Home MusikKonzertberichte Böhse Onkelz – Kritik des Konzerts in Berlin am 2. Juni 2000

Böhse Onkelz – Kritik des Konzerts in Berlin am 2. Juni 2000

Autor: Tobi

Als ich die Böhsen Onkelz auf der letzten Tournee in Bremen gesehen habe, da fühlte ich mich nicht wohl – zu viel Gewaltbereitschaft herrschte im Publikum und zu viele offensichtlich politisch rechts angesiedelte Gesellen waren in der Halle. Nun spielen die Onkelz nach neun Jahren erstmals wieder in Berlin, worauf man lange verzichtet hat, wohl wegen vermuteten Krawallen am Rande eines Konzertes.

Einige Jahre sind ins Land gegangen, in denen die Jungs um Songwriter und Bassist Stephan Weidner sich immer wieder Mühe gegeben haben, ihr rechtsradikales Image los zu werden, in Interviews, auf Konzerten oder auch in Texten wie “Ohne mich” vom Vorgängeralbum “Viva Los Tioz. Man mag über die Jungs aus Frankfurt denken, was man will, und natürlich mag es unwahrscheinlich sein, dass eine ganze Band gleichzeitig ihre dumpfe, bescheuerte und anfangs verkündete Gesinnung ändert, aber weder in Texten noch in Interviews noch sonstwo taucht in den letzten Jahren (sehr vielen Jahren) irgendetwas auf, was nach rechtslastig klingt.

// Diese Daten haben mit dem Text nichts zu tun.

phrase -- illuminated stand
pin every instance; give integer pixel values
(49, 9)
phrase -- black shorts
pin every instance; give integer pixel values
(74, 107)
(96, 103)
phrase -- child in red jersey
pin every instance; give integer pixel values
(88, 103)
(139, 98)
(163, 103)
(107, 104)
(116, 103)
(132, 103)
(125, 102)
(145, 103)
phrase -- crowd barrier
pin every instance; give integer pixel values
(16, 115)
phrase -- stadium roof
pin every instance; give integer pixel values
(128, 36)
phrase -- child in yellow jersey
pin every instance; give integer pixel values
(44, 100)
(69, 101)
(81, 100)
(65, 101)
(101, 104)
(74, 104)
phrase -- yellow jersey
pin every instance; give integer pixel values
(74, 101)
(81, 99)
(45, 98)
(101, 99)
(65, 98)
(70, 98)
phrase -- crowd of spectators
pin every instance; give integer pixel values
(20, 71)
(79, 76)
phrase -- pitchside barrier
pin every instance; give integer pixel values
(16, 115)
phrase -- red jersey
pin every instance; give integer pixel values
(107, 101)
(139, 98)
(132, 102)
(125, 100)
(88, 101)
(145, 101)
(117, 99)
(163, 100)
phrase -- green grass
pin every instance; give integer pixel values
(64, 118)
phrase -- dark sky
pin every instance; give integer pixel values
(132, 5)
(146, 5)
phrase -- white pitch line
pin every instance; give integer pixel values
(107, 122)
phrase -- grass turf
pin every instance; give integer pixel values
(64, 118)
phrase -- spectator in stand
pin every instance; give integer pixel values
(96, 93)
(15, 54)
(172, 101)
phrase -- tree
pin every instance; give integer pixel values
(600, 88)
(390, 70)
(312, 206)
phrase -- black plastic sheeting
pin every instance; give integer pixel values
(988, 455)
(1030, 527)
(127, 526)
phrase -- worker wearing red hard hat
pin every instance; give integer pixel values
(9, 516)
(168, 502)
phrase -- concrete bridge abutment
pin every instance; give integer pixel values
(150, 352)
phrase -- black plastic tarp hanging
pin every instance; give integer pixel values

“Ein böses Märchen aus 1000 finsteren Nächten” heißt das aktuelle Album, und mit diesem wissen die Onkelz wieder genauso zu überzeugen wie mit vielen vorherigen – die Lieder sprechen einem aus der Seele, sprechen eine klare Sprache, sprechen das aus, was man denkt. Das Fanbild hat sich inzwischen ebenfalls gewandelt. Bestes Beispiel ist dieses Konzert in der seit Monaten ausverkauften Berliner Waldbühne. Haben sich die Jungs schon vor langem von rechts abgewandt, die Fans sind längst mehr als gemischt. Man sieht Metal-Freaks, man sieht Normalos, man sieht auch Punks. Glatzen sieht man nicht mehr so viele, und wenn, dann ist ja auch nicht jede Glatze gleich ein gewaltbereiter Wirrkopf der rechten Szene. Vorne, unten vor der Bühne, gibt es einen recht harten Pogo von einer Gruppe muskelbepackter, nullhaariger Gesellen, die aber ansonsten nicht irgendwie auffallen, und links stehen ein paar BFC Dynamo-Hooligans, aber das sind nur wenige, und auch hier gibt es keinerlei Stunk.

Ansonsten ist alles sehr, sehr friedlich, viel friedlicher vielleicht, als man erwarten konnte. Die Stimmung ist einfach nur klasse, und die Onkelz lassen sich feiern, wobei man ihnen den Spaß an diesem Konzert nicht nur ansieht, sie drücken ihn auch mehrfach verbal aus. Zweieinhalb Stunden dauert der Auftritt, dann ist Schluss und muss auch Schluss sein, länger als bis 22 Uhr darf man nämlich in der Waldbühne leider nicht mehr lärmen. Auch wenn man so beim um 19.30 Uhr gestarteten Konzert nicht viel von der Lightshow zu sehen bekommt, die Jungs um Sänger Kevin und Kopf Stephan spielen (übertragen auf zwei Großleinwände neben der Bühne) ein gutes Set aus neuen Stücken und massig Klassikern, wobei sie auch mal wieder Stücke ausgraben, mit denen man vielleicht nicht gerechnet hatte. Natürlich schreien viele nach “Mexiko”, schließlich steht die Fußball-EM vor der Tür, und kurz vor Schluss wird die Menge dann auch bedient. Ein friedlicher Abend, ein gelungenes Konzert, ein weiterer Schritt auf dem Weg zurück in die Normalität.